10.13 Pipeline, tensor and expert parallelism: the bubble overhead
It is worth quantifying the costs.
Pipeline bubble
With $K$ stages and $M$ micro-batches, total time is $(M + K - 1)\, t_{\mathrm{stage}}$ for a forward-only pipeline. Useful work is $M K\, t_{\mathrm{stage}} / K = M\, t_{\mathrm{stage}}$. Efficiency is
$$\eta_{\mathrm{pipe}} = \frac{M}{M + K - 1}.$$
To get $\eta_{\mathrm{pipe}} = 0.9$ with $K = 16$ stages we need $M = 135$ micro-batches per global batch. The activation memory cost is correspondingly high: we must store activations for all $M$ in-flight micro-batches at every stage.
Tensor parallelism communication
Each forward attention block needs one all-reduce on activations of size $B \cdot L \cdot d_{\mathrm{model}}$ (with $B$ the batch size, $L$ the sequence length). With ring all-reduce on NVLink, this takes roughly $\frac{2(K-1)}{K}\, \frac{B L d}{ \mathrm{bw}}$ seconds. For $B L d = 10^6$ in BF16 and NVLink at 600 GB/s, this is $\approx 6$ μs, negligible per layer but accumulates over 96 layers.

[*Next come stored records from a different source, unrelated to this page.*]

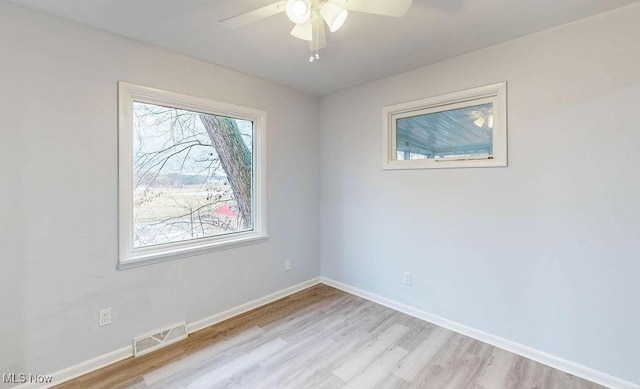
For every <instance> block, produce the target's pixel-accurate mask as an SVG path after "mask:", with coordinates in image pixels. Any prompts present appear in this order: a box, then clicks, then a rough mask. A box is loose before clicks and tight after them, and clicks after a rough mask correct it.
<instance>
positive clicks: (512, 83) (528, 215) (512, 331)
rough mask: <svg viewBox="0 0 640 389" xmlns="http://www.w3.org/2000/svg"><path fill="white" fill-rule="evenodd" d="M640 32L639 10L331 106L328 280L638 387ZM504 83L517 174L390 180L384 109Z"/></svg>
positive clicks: (339, 102) (433, 174) (496, 47)
mask: <svg viewBox="0 0 640 389" xmlns="http://www.w3.org/2000/svg"><path fill="white" fill-rule="evenodd" d="M639 21H640V6H639V5H636V6H631V7H627V8H624V9H621V10H618V11H615V12H612V13H609V14H604V15H600V16H596V17H593V18H590V19H585V20H582V21H579V22H576V23H573V24H570V25H566V26H562V27H560V28H556V29H553V30H549V31H546V32H543V33H540V34H536V35H533V36H529V37H526V38H523V39H519V40H516V41H512V42H509V43H506V44H502V45H499V46H495V47H491V48H488V49H484V50H481V51H478V52H474V53H471V54H469V55H466V56H463V57H459V58H455V59H452V60H449V61H446V62H443V63H439V64H435V65H431V66H427V67H424V68H420V69H417V70H415V71H411V72H408V73H404V74H400V75H397V76H394V77H391V78H387V79H383V80H379V81H376V82H373V83H370V84H366V85H363V86H360V87H356V88H352V89H349V90H345V91H342V92H339V93H336V94H334V95H330V96H327V97H325V98H323V99H322V101H321V117H322V125H321V160H322V172H321V215H322V220H321V225H322V228H321V230H322V238H321V249H322V261H321V263H322V275H323V276H324V277H328V278H330V279H333V280H337V281H340V282H342V283H346V284H348V285H351V286H354V287H357V288H360V289H363V290H365V291H368V292H371V293H375V294H378V295H380V296H383V297H386V298H390V299H392V300H395V301H397V302H400V303H404V304H408V305H410V306H413V307H415V308H418V309H421V310H424V311H427V312H430V313H433V314H436V315H439V316H441V317H444V318H446V319H449V320H453V321H456V322H458V323H461V324H465V325H467V326H471V327H474V328H476V329H480V330H483V331H486V332H488V333H491V334H494V335H496V336H499V337H502V338H506V339H509V340H512V341H515V342H518V343H521V344H524V345H527V346H530V347H533V348H535V349H538V350H541V351H544V352H547V353H550V354H553V355H556V356H558V357H561V358H564V359H567V360H570V361H574V362H577V363H579V364H582V365H585V366H587V367H591V368H593V369H596V370H599V371H601V372H605V373H608V374H610V375H614V376H617V377H620V378H623V379H626V380H628V381H632V382H636V383H640V369H638V366H640V354H639V353H638V350H640V332H639V331H638V328H640V282H638V275H639V274H640V261H639V258H640V248H639V247H640V246H638V237H639V236H640V222H639V221H640V203H639V202H638V199H639V198H640V197H639V196H640V195H639V194H640V174H639V173H638V167H639V166H640V164H639V162H638V147H639V145H640V130H639V129H640V125H639V118H640V117H639V115H638V109H639V107H640V105H639V102H640V40H639V39H638V37H639V36H640V23H639ZM425 39H429V37H425ZM419 49H420V48H419V47H417V48H416V50H419ZM499 81H507V82H508V95H509V97H508V105H509V107H508V114H509V167H507V168H484V169H455V170H452V169H449V170H441V169H438V170H421V171H383V170H382V135H381V108H382V107H383V106H384V105H389V104H394V103H399V102H404V101H408V100H413V99H418V98H423V97H429V96H434V95H439V94H443V93H447V92H452V91H457V90H461V89H465V88H470V87H476V86H481V85H486V84H490V83H494V82H499ZM404 271H410V272H412V273H413V285H412V286H411V287H406V286H403V285H402V273H403V272H404Z"/></svg>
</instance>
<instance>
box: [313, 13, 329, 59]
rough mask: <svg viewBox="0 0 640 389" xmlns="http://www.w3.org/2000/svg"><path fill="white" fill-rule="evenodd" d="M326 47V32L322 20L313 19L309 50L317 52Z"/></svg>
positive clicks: (322, 20)
mask: <svg viewBox="0 0 640 389" xmlns="http://www.w3.org/2000/svg"><path fill="white" fill-rule="evenodd" d="M325 47H327V32H326V31H325V28H324V20H322V18H315V19H314V21H313V32H312V37H311V41H309V48H310V49H311V51H317V50H320V49H324V48H325Z"/></svg>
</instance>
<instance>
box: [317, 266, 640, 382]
mask: <svg viewBox="0 0 640 389" xmlns="http://www.w3.org/2000/svg"><path fill="white" fill-rule="evenodd" d="M321 282H322V283H323V284H326V285H329V286H332V287H334V288H337V289H340V290H343V291H345V292H347V293H351V294H353V295H356V296H359V297H362V298H364V299H367V300H370V301H373V302H375V303H378V304H380V305H384V306H386V307H389V308H391V309H394V310H396V311H399V312H402V313H406V314H407V315H410V316H413V317H416V318H418V319H422V320H425V321H428V322H430V323H433V324H436V325H438V326H440V327H444V328H446V329H449V330H451V331H454V332H457V333H459V334H462V335H465V336H468V337H470V338H474V339H477V340H479V341H481V342H484V343H488V344H490V345H492V346H496V347H498V348H501V349H504V350H507V351H509V352H512V353H514V354H518V355H521V356H523V357H525V358H529V359H532V360H534V361H536V362H540V363H542V364H544V365H547V366H550V367H553V368H554V369H558V370H561V371H564V372H565V373H569V374H572V375H574V376H576V377H580V378H584V379H585V380H588V381H591V382H595V383H596V384H599V385H603V386H606V387H609V388H616V389H640V385H638V384H634V383H632V382H629V381H625V380H623V379H620V378H618V377H614V376H611V375H609V374H606V373H602V372H600V371H597V370H594V369H592V368H589V367H587V366H583V365H580V364H577V363H575V362H571V361H568V360H566V359H562V358H559V357H557V356H555V355H551V354H547V353H545V352H543V351H540V350H536V349H534V348H531V347H529V346H525V345H522V344H520V343H516V342H513V341H510V340H508V339H504V338H501V337H499V336H495V335H492V334H489V333H486V332H484V331H480V330H478V329H475V328H472V327H468V326H466V325H464V324H460V323H456V322H454V321H451V320H448V319H445V318H443V317H440V316H437V315H433V314H431V313H428V312H425V311H422V310H419V309H416V308H413V307H411V306H408V305H405V304H402V303H399V302H396V301H393V300H391V299H388V298H386V297H382V296H378V295H377V294H374V293H370V292H367V291H365V290H362V289H358V288H355V287H353V286H350V285H347V284H343V283H341V282H338V281H334V280H332V279H329V278H325V277H321Z"/></svg>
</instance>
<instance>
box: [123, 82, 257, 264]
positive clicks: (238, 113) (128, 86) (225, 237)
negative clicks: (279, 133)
mask: <svg viewBox="0 0 640 389" xmlns="http://www.w3.org/2000/svg"><path fill="white" fill-rule="evenodd" d="M134 102H137V103H146V104H155V105H161V106H166V107H170V108H177V109H183V110H187V111H194V112H200V113H206V114H212V115H218V116H225V117H230V118H237V119H243V120H248V121H251V122H253V139H252V142H253V149H252V159H253V161H252V163H253V166H252V168H253V175H252V189H253V190H252V196H253V197H252V220H253V229H252V230H249V231H243V232H237V233H232V234H225V235H220V236H213V237H207V238H199V239H194V240H186V241H180V242H174V243H166V244H161V245H155V246H146V247H140V248H135V247H134V223H133V221H134V211H133V206H134V204H133V203H134V199H133V189H134V188H133V152H134V150H133V136H134V128H133V120H134V113H133V103H134ZM266 122H267V113H266V111H263V110H259V109H254V108H247V107H243V106H239V105H234V104H229V103H224V102H219V101H215V100H210V99H205V98H201V97H194V96H189V95H185V94H181V93H176V92H171V91H166V90H161V89H156V88H151V87H146V86H141V85H136V84H131V83H127V82H122V81H120V82H118V216H119V220H118V254H119V255H118V269H120V270H124V269H129V268H134V267H138V266H145V265H150V264H154V263H160V262H165V261H170V260H174V259H179V258H185V257H190V256H195V255H200V254H204V253H207V252H212V251H218V250H224V249H229V248H233V247H239V246H244V245H247V244H255V243H260V242H265V241H267V240H268V237H269V236H268V234H267V213H266V210H267V194H266V167H267V166H266V164H267V155H266V154H267V153H266V150H267V149H266V136H265V133H266V124H267V123H266Z"/></svg>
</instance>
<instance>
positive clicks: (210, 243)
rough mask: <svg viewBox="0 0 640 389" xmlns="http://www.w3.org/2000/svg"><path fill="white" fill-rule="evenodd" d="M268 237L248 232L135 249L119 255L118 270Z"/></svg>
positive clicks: (133, 267) (262, 240) (243, 244)
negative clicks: (135, 249) (169, 246)
mask: <svg viewBox="0 0 640 389" xmlns="http://www.w3.org/2000/svg"><path fill="white" fill-rule="evenodd" d="M268 239H269V235H266V234H256V233H250V234H246V235H242V236H238V235H234V236H230V237H224V238H217V239H215V240H207V241H205V242H202V243H193V242H189V244H188V245H185V246H178V247H169V248H168V247H166V246H165V247H148V248H144V249H139V250H136V252H134V253H132V254H130V255H128V256H124V257H121V258H120V261H119V262H118V270H126V269H133V268H136V267H140V266H147V265H153V264H156V263H161V262H167V261H173V260H175V259H181V258H185V257H192V256H196V255H201V254H205V253H209V252H214V251H221V250H227V249H231V248H235V247H242V246H247V245H251V244H258V243H263V242H266V241H267V240H268Z"/></svg>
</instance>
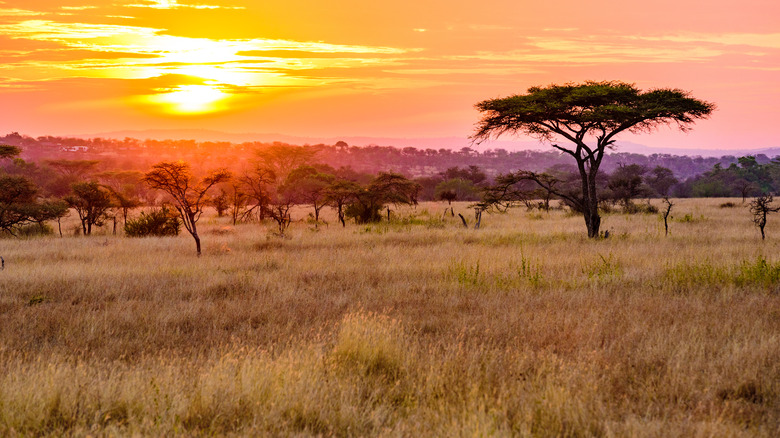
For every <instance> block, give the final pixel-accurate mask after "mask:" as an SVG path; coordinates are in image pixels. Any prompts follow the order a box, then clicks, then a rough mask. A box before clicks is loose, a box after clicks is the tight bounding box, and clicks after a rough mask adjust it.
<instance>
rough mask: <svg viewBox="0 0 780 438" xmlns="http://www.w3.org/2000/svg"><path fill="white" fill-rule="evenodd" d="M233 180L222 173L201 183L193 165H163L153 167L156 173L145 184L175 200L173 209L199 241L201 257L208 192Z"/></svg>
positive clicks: (151, 171)
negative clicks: (203, 223) (201, 233)
mask: <svg viewBox="0 0 780 438" xmlns="http://www.w3.org/2000/svg"><path fill="white" fill-rule="evenodd" d="M230 178H231V174H230V172H229V171H227V170H225V169H218V170H214V171H212V172H210V173H209V174H208V175H207V176H205V177H204V178H203V179H200V180H198V178H196V177H194V176H193V175H192V170H191V169H190V165H189V164H187V163H185V162H183V161H176V162H173V161H163V162H161V163H157V164H155V165H154V166H152V170H150V171H149V172H147V173H146V175H145V176H144V181H145V182H146V184H148V185H149V187H151V188H153V189H157V190H162V191H163V192H165V193H167V194H168V195H170V197H171V198H173V205H174V207H176V210H177V211H178V212H179V216H181V220H182V222H183V223H184V228H186V229H187V231H188V232H189V233H190V235H192V238H193V239H195V249H196V251H197V253H198V257H200V254H201V250H200V236H198V228H197V223H198V219H200V216H201V214H203V207H204V206H205V204H206V201H207V192H208V191H209V189H210V188H211V187H213V186H214V185H216V184H219V183H221V182H225V181H228V180H229V179H230Z"/></svg>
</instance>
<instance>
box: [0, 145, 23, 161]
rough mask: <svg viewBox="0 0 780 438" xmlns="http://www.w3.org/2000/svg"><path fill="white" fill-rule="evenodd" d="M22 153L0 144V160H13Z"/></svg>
mask: <svg viewBox="0 0 780 438" xmlns="http://www.w3.org/2000/svg"><path fill="white" fill-rule="evenodd" d="M21 153H22V150H21V149H19V148H18V147H16V146H11V145H7V144H0V160H2V159H3V158H9V159H10V158H14V157H15V156H17V155H19V154H21Z"/></svg>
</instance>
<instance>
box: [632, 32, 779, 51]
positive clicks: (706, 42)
mask: <svg viewBox="0 0 780 438" xmlns="http://www.w3.org/2000/svg"><path fill="white" fill-rule="evenodd" d="M633 38H634V39H637V40H643V41H670V42H677V43H710V44H719V45H725V46H751V47H761V48H769V49H780V33H765V34H759V33H725V34H701V33H700V34H681V35H665V36H637V37H633Z"/></svg>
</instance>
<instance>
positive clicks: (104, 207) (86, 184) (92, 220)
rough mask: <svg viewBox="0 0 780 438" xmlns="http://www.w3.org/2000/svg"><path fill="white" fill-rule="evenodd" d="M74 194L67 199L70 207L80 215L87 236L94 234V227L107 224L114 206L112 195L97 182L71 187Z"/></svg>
mask: <svg viewBox="0 0 780 438" xmlns="http://www.w3.org/2000/svg"><path fill="white" fill-rule="evenodd" d="M71 189H72V191H73V193H72V194H70V195H68V196H66V197H65V202H67V203H68V206H69V207H70V208H72V209H74V210H76V213H77V214H78V215H79V219H80V220H81V229H82V231H83V232H84V235H85V236H88V235H90V234H92V226H93V225H94V226H98V227H100V226H102V225H103V224H104V223H105V220H106V218H107V217H108V216H107V212H108V209H110V208H111V207H112V206H113V204H112V202H111V194H110V193H109V191H108V190H106V189H104V188H103V187H102V186H101V185H100V184H98V182H97V181H89V182H79V183H74V184H73V185H71Z"/></svg>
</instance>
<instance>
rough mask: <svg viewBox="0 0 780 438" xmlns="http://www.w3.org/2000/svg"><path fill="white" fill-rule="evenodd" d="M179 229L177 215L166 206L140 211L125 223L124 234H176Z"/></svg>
mask: <svg viewBox="0 0 780 438" xmlns="http://www.w3.org/2000/svg"><path fill="white" fill-rule="evenodd" d="M180 229H181V221H179V217H178V215H177V214H176V212H174V211H171V210H169V209H168V207H166V206H163V207H162V208H161V209H158V210H152V211H150V212H149V213H144V212H141V216H139V217H138V218H136V219H130V220H129V221H127V223H125V234H126V235H127V236H128V237H148V236H178V235H179V230H180Z"/></svg>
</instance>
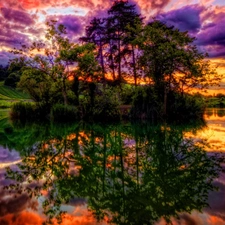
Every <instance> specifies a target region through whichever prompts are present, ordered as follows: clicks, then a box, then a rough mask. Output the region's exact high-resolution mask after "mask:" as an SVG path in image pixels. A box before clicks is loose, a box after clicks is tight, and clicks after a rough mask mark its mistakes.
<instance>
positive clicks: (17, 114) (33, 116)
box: [10, 102, 50, 121]
mask: <svg viewBox="0 0 225 225" xmlns="http://www.w3.org/2000/svg"><path fill="white" fill-rule="evenodd" d="M49 113H50V112H49V109H48V108H46V107H45V105H42V104H35V103H34V102H16V103H14V104H13V105H12V108H11V112H10V117H11V119H13V120H22V121H32V120H40V119H42V120H43V119H46V118H47V117H48V115H49Z"/></svg>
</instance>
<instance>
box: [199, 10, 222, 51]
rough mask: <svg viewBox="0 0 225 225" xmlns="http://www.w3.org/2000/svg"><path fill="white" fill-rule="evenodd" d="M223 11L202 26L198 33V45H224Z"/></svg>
mask: <svg viewBox="0 0 225 225" xmlns="http://www.w3.org/2000/svg"><path fill="white" fill-rule="evenodd" d="M224 31H225V13H220V14H219V15H217V16H216V18H215V20H214V21H213V22H212V23H210V24H207V25H206V26H204V27H203V30H202V32H200V33H199V35H198V42H197V43H198V45H221V46H223V47H225V32H224Z"/></svg>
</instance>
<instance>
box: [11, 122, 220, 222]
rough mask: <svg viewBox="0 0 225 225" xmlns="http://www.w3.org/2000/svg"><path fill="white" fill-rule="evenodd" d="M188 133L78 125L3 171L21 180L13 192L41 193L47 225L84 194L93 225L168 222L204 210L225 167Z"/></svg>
mask: <svg viewBox="0 0 225 225" xmlns="http://www.w3.org/2000/svg"><path fill="white" fill-rule="evenodd" d="M186 129H187V128H186ZM188 130H189V131H190V128H189V129H188ZM186 131H187V130H185V129H184V128H181V127H174V126H167V125H166V124H164V125H161V126H148V125H111V126H104V127H102V126H100V125H89V126H87V125H86V126H82V127H81V126H76V127H74V129H73V132H71V131H70V132H68V133H67V134H66V133H64V134H63V135H62V136H55V137H53V136H51V137H50V136H49V138H48V139H45V140H44V141H39V142H37V143H36V144H34V145H33V146H32V147H30V148H29V150H28V149H27V151H26V154H25V155H24V158H23V161H22V163H21V164H20V165H19V170H16V171H15V170H11V169H9V168H8V170H7V177H8V178H11V179H13V180H15V181H16V182H18V184H17V185H11V186H10V188H12V189H16V190H18V191H19V192H28V193H29V195H30V196H33V195H34V196H41V195H43V193H44V191H45V193H47V194H46V195H45V200H44V201H43V210H44V213H45V214H46V215H47V216H48V218H49V220H48V221H47V222H50V221H51V220H52V219H53V218H58V221H59V222H60V219H61V218H62V214H63V210H62V207H61V205H62V204H65V203H69V202H70V201H71V200H72V199H74V198H76V197H82V198H85V199H87V204H88V207H89V209H90V210H91V211H92V212H93V214H94V215H95V217H96V218H97V219H98V220H101V219H104V218H107V220H108V221H109V222H111V223H114V224H153V223H154V222H155V221H157V220H159V219H160V218H164V219H165V220H166V221H167V222H168V223H169V222H170V218H171V216H175V217H176V216H178V215H179V213H180V212H188V213H190V212H191V211H192V210H194V209H196V210H199V211H200V210H201V209H203V208H204V207H206V206H207V196H208V193H209V191H210V190H213V188H214V187H213V185H212V181H213V179H215V178H216V177H217V176H218V175H219V173H220V171H221V170H222V168H221V166H220V164H221V162H222V161H223V159H222V158H220V157H219V156H218V155H216V154H215V155H210V156H209V155H208V154H206V152H205V151H204V148H205V146H206V145H207V143H206V142H204V141H201V140H197V139H194V138H187V137H186V136H185V133H186ZM24 182H28V183H30V185H29V184H26V185H25V184H24ZM34 183H35V185H34ZM31 184H32V185H31Z"/></svg>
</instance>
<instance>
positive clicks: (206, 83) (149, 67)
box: [135, 20, 221, 115]
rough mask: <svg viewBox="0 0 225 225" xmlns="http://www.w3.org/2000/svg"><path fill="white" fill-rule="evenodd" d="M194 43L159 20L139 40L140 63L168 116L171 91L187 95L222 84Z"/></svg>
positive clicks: (142, 35) (140, 34)
mask: <svg viewBox="0 0 225 225" xmlns="http://www.w3.org/2000/svg"><path fill="white" fill-rule="evenodd" d="M194 40H195V38H192V37H190V36H189V35H188V33H187V32H181V31H179V30H178V29H175V28H174V27H170V26H167V25H166V24H164V23H162V22H160V21H158V20H155V21H153V22H151V23H149V24H147V25H146V26H144V28H143V30H142V32H140V33H139V35H138V37H137V38H136V40H135V42H136V43H137V44H138V46H139V48H140V50H141V56H140V59H139V63H140V65H141V67H142V68H143V72H144V76H145V77H148V78H150V84H152V85H153V86H154V88H155V91H156V94H157V96H158V100H159V101H160V102H162V103H163V105H164V107H163V108H164V109H163V111H164V112H163V113H164V114H165V115H166V104H167V94H168V92H169V91H177V92H179V93H181V94H183V93H184V90H185V89H186V90H187V89H190V88H193V87H198V88H206V87H208V86H209V85H214V84H218V81H220V78H221V77H220V76H219V75H218V74H217V73H216V72H215V70H214V69H212V68H211V67H210V64H209V61H205V56H206V55H205V54H203V53H200V52H199V51H198V49H197V47H196V45H194Z"/></svg>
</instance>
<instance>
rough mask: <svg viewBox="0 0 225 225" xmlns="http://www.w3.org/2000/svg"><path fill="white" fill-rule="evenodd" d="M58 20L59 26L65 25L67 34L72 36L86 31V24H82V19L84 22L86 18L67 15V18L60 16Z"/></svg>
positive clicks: (57, 18)
mask: <svg viewBox="0 0 225 225" xmlns="http://www.w3.org/2000/svg"><path fill="white" fill-rule="evenodd" d="M56 19H57V21H58V24H63V25H64V26H65V27H66V29H67V32H68V34H69V35H70V36H72V35H79V34H81V33H82V32H83V30H84V24H82V19H83V21H84V20H85V18H82V17H77V16H73V15H66V16H59V17H58V18H56Z"/></svg>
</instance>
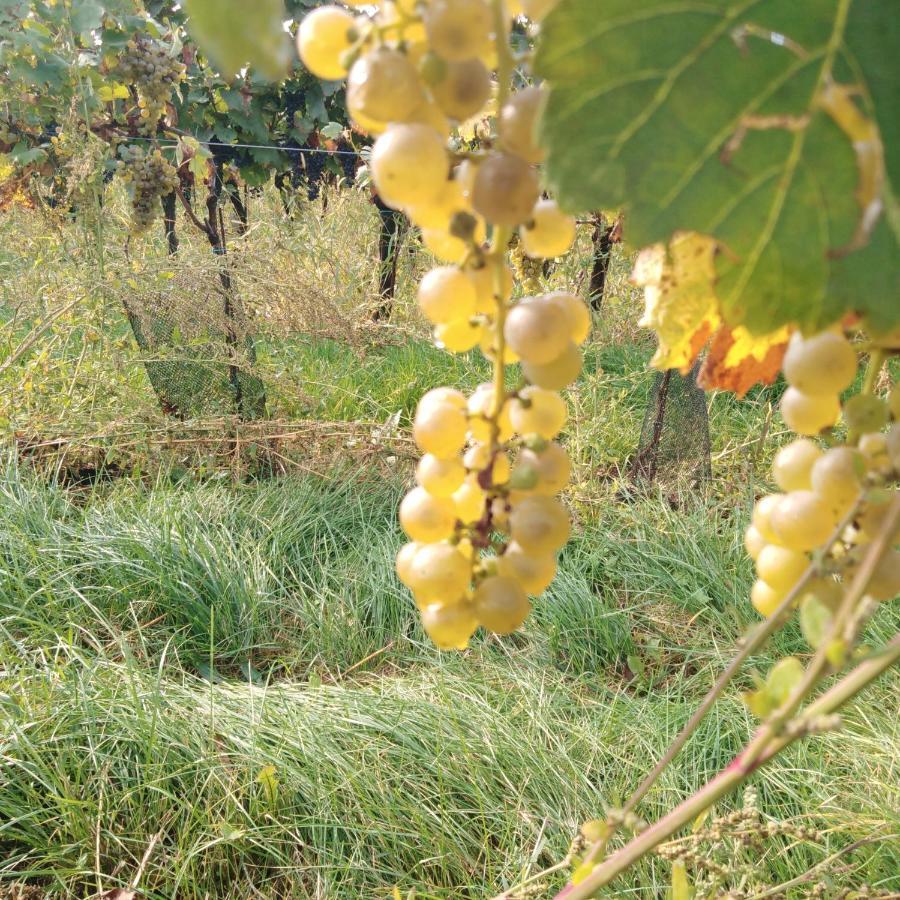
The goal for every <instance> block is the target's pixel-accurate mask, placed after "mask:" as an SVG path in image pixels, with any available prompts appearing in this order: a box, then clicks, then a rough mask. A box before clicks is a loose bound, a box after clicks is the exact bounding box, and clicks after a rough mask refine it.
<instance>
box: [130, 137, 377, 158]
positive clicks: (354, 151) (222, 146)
mask: <svg viewBox="0 0 900 900" xmlns="http://www.w3.org/2000/svg"><path fill="white" fill-rule="evenodd" d="M188 136H189V137H190V135H188ZM194 140H195V141H197V143H198V144H205V145H206V146H207V147H233V148H235V149H237V148H242V149H246V150H278V151H279V152H281V153H327V154H328V155H329V156H362V154H361V153H358V152H357V151H356V150H326V149H324V148H322V147H279V146H278V145H277V144H226V143H224V142H223V141H201V140H200V139H199V138H194ZM131 141H151V142H153V143H155V144H161V145H162V146H165V147H177V146H178V144H179V143H180V141H174V140H162V141H160V140H157V139H156V138H151V137H130V138H128V139H127V141H126V142H125V143H130V142H131Z"/></svg>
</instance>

Expert parallelism all-to-all
The all-to-all moves $B \cdot L \cdot d_{\mathrm{model}}$ tokens of activation per forward pass. Cross-node all-to-all is one of the most expensive primitives in distributed training and is the chief bottleneck for very large MoE models.
Practical heuristic
Choose parallelism axes by communication intensity vs interconnect bandwidth:
- Tensor parallelism within a node (NVLink, 600 GB/s+).
- Pipeline parallelism across nodes within a rack (InfiniBand, 200 Gb/s).
- Data parallelism across racks.
- Expert parallelism only when you have very fast all-to-all (modern InfiniBand or NVL-rack).